Before 14 weeks’ gestation, ultrasound is 99% sensitive and 100% specific for chorionicity, and it’s an easy assessment to do. In the second trimester, it gets trickier, which is why determining chorionicity early is so important, he said.

Dr. Rand gave several recommendations for management of monochorionic twins. In the first trimester, he said, determine the chorionicity, check the nuchal translucency, and assess fetal growth.

In the second trimester, conduct level II (high risk) anatomical surveys and echocardiograms to screen for fetal cardiac disease (as you would in a diabetic mother). Establish a minimum surveillance schedule of at least every 2 weeks for amniotic fluid between 16 and 28 weeks’ gestation, and every 4 weeks for fetal growth between 16 and 32 weeks’ gestation.

In the third trimester, continue the surveillance of amniotic fluid and fetal growth. Consider performing non–stress tests and Doppler ultrasounds. There’s debate about the optimal gestational age for delivery of monochorionic twins, between 36 and 38 weeks. "We’re not sure when to deliver," Dr. Rand said, but he recommends delivering monochorionic twins who’ve had issues with growth, fluid, or other aspects during pregnancy closer to 36 weeks and delivering twins with no issues closer to 38 weeks. "Monochorionicity is not, in and of itself, an indication for cesarean delivery," he added.

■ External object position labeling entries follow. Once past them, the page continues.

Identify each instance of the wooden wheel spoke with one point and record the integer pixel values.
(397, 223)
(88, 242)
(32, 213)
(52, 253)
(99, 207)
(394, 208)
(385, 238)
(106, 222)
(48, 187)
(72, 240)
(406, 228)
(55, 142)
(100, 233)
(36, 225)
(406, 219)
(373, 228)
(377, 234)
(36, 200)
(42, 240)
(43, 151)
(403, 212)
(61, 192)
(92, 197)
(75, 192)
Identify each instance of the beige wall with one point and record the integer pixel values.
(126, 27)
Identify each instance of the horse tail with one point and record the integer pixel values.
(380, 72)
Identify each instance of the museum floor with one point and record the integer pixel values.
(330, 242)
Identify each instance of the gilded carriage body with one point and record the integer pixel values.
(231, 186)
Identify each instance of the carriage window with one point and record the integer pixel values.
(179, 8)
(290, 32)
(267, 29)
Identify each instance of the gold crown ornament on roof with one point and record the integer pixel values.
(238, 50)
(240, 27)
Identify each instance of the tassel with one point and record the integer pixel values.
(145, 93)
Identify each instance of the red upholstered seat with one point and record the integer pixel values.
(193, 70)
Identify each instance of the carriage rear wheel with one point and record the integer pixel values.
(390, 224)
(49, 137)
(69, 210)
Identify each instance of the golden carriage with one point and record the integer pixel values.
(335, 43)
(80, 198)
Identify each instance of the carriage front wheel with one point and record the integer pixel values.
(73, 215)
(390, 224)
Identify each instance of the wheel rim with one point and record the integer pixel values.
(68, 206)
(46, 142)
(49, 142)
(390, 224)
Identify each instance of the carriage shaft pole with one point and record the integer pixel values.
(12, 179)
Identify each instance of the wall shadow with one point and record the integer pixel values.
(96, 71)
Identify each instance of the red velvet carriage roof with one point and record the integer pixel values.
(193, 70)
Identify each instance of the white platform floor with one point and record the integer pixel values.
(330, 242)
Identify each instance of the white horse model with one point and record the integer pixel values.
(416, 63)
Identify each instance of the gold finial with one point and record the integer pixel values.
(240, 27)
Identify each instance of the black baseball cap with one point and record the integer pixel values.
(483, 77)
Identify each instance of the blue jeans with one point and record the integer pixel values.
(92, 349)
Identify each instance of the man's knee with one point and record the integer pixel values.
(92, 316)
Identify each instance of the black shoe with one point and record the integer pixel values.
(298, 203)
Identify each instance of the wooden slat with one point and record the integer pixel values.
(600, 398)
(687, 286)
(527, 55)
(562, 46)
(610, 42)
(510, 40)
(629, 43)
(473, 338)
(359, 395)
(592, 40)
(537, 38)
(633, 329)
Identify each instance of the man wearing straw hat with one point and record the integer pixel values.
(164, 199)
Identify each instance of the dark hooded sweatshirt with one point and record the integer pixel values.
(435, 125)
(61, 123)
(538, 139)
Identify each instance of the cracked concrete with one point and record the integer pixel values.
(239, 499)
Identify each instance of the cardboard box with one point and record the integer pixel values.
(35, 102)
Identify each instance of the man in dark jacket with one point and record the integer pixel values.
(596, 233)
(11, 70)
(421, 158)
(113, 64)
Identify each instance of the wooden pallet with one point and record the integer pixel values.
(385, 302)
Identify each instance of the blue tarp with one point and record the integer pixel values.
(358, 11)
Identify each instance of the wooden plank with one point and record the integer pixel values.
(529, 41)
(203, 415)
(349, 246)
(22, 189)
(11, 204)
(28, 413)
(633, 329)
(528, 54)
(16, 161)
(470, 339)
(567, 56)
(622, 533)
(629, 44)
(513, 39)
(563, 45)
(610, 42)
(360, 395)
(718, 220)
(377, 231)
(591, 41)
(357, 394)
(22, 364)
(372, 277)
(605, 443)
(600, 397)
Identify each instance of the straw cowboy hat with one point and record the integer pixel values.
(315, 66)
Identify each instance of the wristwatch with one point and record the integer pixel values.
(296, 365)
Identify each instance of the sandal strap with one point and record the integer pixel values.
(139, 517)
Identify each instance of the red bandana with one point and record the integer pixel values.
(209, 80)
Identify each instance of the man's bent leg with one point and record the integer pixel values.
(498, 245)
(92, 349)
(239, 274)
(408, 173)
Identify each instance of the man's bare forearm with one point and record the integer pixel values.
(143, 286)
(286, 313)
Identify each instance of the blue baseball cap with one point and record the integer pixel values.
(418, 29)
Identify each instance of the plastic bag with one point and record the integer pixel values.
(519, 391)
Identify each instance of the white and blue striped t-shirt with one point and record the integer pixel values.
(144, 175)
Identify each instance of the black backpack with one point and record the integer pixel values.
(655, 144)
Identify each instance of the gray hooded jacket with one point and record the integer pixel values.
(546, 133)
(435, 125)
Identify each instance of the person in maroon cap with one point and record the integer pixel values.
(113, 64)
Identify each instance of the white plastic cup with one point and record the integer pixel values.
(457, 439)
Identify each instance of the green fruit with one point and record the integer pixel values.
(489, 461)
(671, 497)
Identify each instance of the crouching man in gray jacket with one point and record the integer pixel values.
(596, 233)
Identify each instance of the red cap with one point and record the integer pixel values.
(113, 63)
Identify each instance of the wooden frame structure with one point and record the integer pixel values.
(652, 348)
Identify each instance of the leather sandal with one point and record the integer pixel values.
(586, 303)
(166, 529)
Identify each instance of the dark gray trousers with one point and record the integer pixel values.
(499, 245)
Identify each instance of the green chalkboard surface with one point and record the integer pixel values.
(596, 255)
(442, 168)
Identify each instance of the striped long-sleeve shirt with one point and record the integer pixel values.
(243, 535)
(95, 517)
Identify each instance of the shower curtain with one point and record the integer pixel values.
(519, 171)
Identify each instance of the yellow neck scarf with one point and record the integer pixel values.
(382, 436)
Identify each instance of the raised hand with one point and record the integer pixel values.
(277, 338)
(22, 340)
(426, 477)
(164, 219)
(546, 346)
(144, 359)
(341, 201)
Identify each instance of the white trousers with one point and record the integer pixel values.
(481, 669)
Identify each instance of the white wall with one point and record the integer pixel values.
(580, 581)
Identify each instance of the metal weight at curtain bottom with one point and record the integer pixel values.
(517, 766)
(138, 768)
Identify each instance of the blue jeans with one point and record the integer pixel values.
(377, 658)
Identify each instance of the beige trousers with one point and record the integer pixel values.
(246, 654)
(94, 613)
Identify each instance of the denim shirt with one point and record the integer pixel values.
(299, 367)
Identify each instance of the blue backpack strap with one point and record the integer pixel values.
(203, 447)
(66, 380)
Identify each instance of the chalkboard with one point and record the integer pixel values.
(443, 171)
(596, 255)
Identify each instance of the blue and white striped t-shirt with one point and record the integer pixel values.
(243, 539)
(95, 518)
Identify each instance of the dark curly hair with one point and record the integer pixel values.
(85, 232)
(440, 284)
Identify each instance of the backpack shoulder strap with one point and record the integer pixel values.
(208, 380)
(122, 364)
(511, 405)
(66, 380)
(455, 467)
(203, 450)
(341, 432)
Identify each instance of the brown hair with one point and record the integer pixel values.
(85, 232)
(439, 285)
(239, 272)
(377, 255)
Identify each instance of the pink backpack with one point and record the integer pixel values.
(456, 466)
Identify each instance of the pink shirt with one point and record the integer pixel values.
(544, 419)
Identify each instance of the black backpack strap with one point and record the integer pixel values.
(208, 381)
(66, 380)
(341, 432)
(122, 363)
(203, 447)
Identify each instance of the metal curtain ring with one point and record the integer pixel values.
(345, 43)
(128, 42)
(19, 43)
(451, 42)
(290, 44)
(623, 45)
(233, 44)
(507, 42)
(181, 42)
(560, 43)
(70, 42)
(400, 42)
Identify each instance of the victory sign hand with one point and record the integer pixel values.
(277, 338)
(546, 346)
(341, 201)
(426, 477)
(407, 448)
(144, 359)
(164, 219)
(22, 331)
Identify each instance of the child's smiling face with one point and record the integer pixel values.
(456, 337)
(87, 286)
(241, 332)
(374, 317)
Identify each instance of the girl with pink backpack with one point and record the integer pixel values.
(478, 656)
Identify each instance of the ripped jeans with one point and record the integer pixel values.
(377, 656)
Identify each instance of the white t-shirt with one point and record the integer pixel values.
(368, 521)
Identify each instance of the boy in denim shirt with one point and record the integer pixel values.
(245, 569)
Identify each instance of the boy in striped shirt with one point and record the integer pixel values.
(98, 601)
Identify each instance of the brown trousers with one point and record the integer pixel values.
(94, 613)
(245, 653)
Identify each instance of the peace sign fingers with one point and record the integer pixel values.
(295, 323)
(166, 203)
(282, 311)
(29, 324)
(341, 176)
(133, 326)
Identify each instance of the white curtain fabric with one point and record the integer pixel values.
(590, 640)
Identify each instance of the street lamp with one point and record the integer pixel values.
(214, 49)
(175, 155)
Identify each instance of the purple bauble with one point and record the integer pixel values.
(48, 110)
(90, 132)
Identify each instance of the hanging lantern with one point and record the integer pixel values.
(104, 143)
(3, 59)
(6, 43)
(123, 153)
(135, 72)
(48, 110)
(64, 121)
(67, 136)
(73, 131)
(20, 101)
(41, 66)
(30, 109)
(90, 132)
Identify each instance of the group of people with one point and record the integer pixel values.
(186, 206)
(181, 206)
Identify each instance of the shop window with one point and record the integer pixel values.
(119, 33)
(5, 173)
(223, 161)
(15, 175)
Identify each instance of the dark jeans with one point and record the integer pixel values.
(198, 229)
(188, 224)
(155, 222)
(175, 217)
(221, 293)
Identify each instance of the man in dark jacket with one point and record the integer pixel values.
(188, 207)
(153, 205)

Approximately 75% of twins are dizygotic (from two separate eggs, each fertilized by sperm) and thus dichorionic. Among the 25% of twin pregnancies that are monozygotic (from one egg), the egg splits more slowly in 75% of cases, creating monochorionic twins that share a placenta and circulation. In the other 25% of monozygotic twins, the egg splits quickly, within 3 days, yielding two separate units and creating dichorionic twins, each with their own placenta.

Dr. Rand reported having no financial disclosures.